Zijn we niet te veel verburgerlijkt?
Vervolgde christenen zwaar in de knel
Op de tweede zondag van de Advent was ik voor de Eucharistieviering in de Heemsteedse Sint Bavokerk. Een vertrouwd gevoel want de kerk is bijna identiek aan de kerk in mijn geboorteplaats. Tijdelijk ben ik administrator van de parochies in het Klaverblad, zoals het samenwerkingsverband van Vogelenzang, Bennebroek en Heemstede met twee parochies, wordt genoemd. De parochies wachten op de komst van een nieuwe pastoor-administrator die begin februari zal aantreden: vicaris drs. Gerard Bruggink, rector van De Tiltenberg.
Er werd goed meegezongen en gebeden door een aardig gevulde kerk. Gelukkig voor de parochianen mocht deze zondag de verwarming weer aan.
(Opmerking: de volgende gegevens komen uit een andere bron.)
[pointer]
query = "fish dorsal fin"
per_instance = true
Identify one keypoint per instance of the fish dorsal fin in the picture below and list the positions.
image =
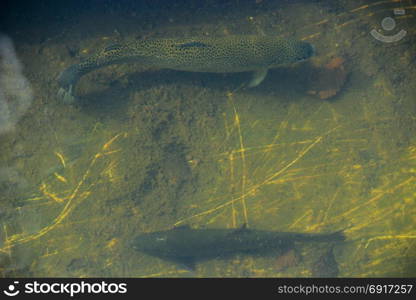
(181, 227)
(193, 45)
(187, 262)
(240, 230)
(112, 47)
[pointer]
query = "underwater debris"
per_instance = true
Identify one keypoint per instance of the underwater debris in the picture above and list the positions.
(287, 260)
(327, 81)
(326, 265)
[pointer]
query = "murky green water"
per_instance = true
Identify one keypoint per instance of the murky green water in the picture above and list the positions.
(147, 150)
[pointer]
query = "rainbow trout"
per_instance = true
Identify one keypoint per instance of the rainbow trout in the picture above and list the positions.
(187, 246)
(203, 54)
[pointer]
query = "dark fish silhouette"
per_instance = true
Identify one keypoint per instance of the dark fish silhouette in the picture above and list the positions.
(238, 53)
(187, 246)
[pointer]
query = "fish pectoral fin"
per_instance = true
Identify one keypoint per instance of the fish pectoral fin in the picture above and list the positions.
(258, 77)
(187, 262)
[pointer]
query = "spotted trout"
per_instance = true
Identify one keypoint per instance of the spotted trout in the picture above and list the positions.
(238, 53)
(187, 246)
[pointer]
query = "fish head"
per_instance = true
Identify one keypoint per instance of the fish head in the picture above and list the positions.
(302, 51)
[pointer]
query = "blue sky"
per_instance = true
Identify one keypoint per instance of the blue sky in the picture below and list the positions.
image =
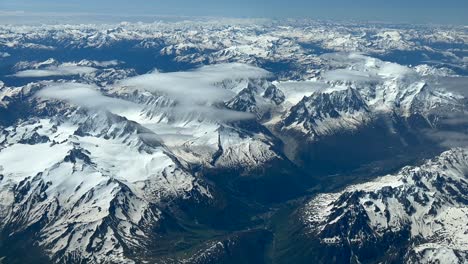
(418, 11)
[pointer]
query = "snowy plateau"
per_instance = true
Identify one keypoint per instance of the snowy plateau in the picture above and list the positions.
(233, 141)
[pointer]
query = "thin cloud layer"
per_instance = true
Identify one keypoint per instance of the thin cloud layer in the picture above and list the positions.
(85, 95)
(197, 86)
(51, 71)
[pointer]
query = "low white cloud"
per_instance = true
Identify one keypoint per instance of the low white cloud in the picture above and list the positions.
(356, 67)
(198, 86)
(61, 70)
(4, 55)
(85, 95)
(198, 92)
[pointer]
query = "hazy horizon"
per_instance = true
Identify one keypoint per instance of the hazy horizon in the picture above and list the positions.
(421, 12)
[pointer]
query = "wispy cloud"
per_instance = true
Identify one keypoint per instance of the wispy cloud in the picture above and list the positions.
(199, 86)
(60, 70)
(196, 94)
(85, 95)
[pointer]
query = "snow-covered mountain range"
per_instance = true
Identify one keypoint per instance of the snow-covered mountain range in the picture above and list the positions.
(182, 142)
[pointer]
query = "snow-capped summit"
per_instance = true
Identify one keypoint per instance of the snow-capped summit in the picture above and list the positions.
(417, 214)
(328, 112)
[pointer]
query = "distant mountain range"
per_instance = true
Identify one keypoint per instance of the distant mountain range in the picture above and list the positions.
(211, 142)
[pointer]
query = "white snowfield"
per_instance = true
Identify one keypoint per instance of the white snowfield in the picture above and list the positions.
(428, 202)
(94, 189)
(102, 148)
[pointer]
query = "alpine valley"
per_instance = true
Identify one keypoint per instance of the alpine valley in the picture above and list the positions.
(233, 141)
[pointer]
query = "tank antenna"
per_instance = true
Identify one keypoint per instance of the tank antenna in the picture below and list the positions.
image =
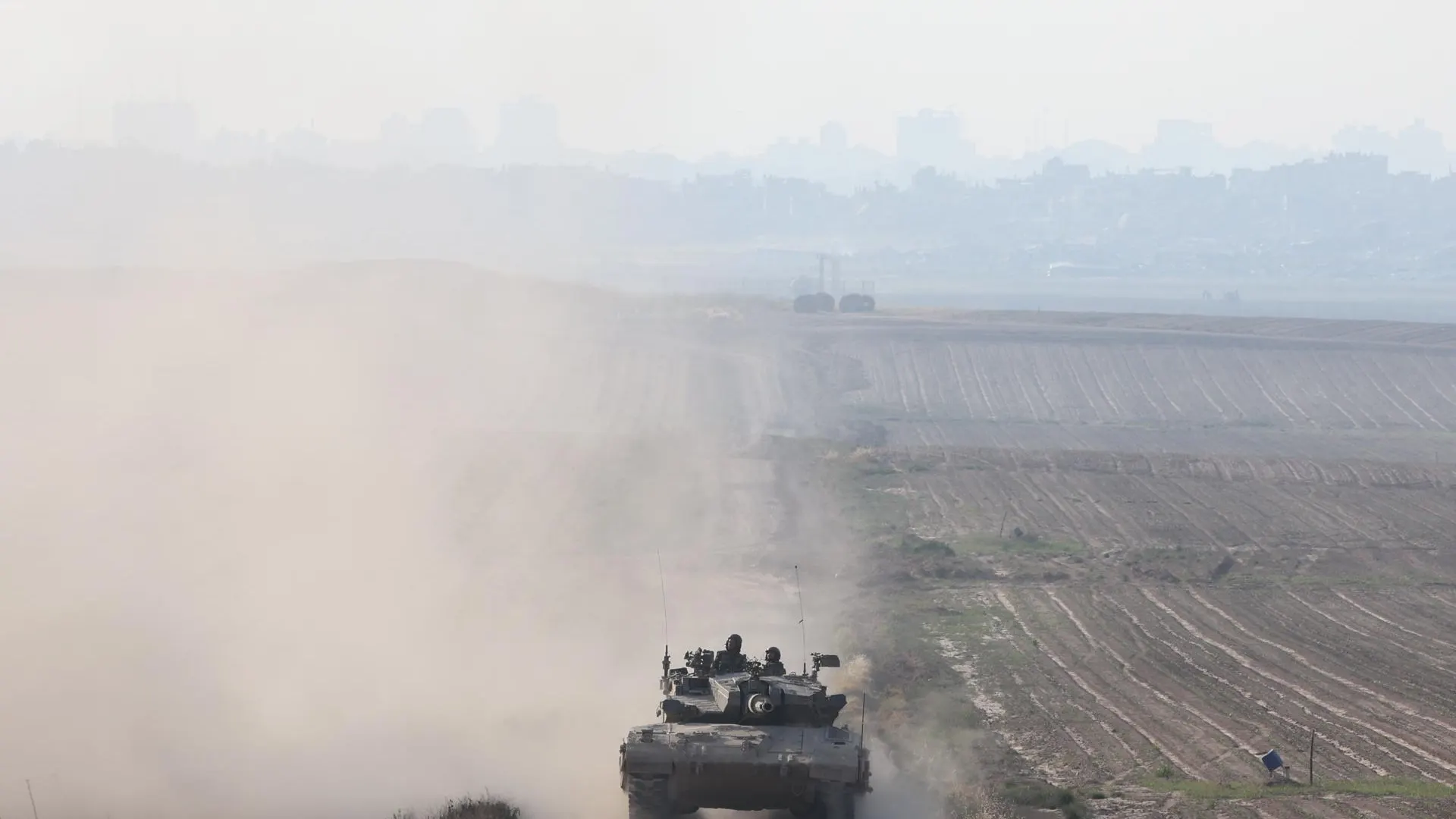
(804, 632)
(661, 582)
De verwarming moet in het komend jaar worden vervangen en het zag er even naar uit dat die niet meer aan mocht en dat is met de winter voor de boeg natuurlijk geen prettig vooruitzicht.
Hieronder de homilie die ik bij deze gelegenheid heb gehouden.
Homilie
Johannes de Doper is echt een beetje
een onaangepaste figuur:
hij komt uit de woestijn,
gekleed in kameelhaar
en hij houdt zich in leven
met sprinkhanen en wilde honing.
Zijn hele verschijning en zijn optreden
laten al zien
dat hij afstand neemt
van de maatschappij van zijn dagen,
hij kijkt daar kritisch naar.
Dat komt helemaal overeen met zijn boodschap,
die een oproep tot bekering is:
Bekeert U, Kom tot inkeer,
want de Heer komt!
Johannes wordt in het evangelie vergeleken
met een wegbereider,
een bode die voor een koning werd uitgezonden
om de wegen te controleren
waar die met zijn koets overheen moest:
de ergste kuilen moesten worden gedicht,
rotsblokken, grote stenen van de weg af,
zodat de koning kon komen.
In geestelijke zin wordt dat dus
van ieder van ons gevraagd
in deze adventstijd.
Waar stuit de koets van koning Christus
bij ons op een rotsblok of kuil,
waardoor Hij niet binnen kan rijden?
Die rotsblokken en kuilen voelen we
als we de woorden, de boodschap van Jezus
in ons hart proberen te laten binnen komen.
Als Jezus zegt: “Vergeeft elkander”,
wie heb je moeite om te vergeven?
Daar ligt een rotsblok op je weg!
Als Jezus zegt: “Oordeelt niet,
opdat je niet geoordeeld worde”,
over wie heb je scherpe oordelen?
Daar ligt een valkuil op de route!
Als Jezus zegt dat het voor een rijke moeilijk is
om het rijk der hemelen binnen te gaan:
zitten we soms vast aan ons geld of ons goed?
Daar ligt een struikelblok op ons parcours.
Als Jezus zegt dat we van het huis van God
geen rovershol moeten maken:
hoe is het met onze eerbied voor God, Zijn gebod en Zijn wil?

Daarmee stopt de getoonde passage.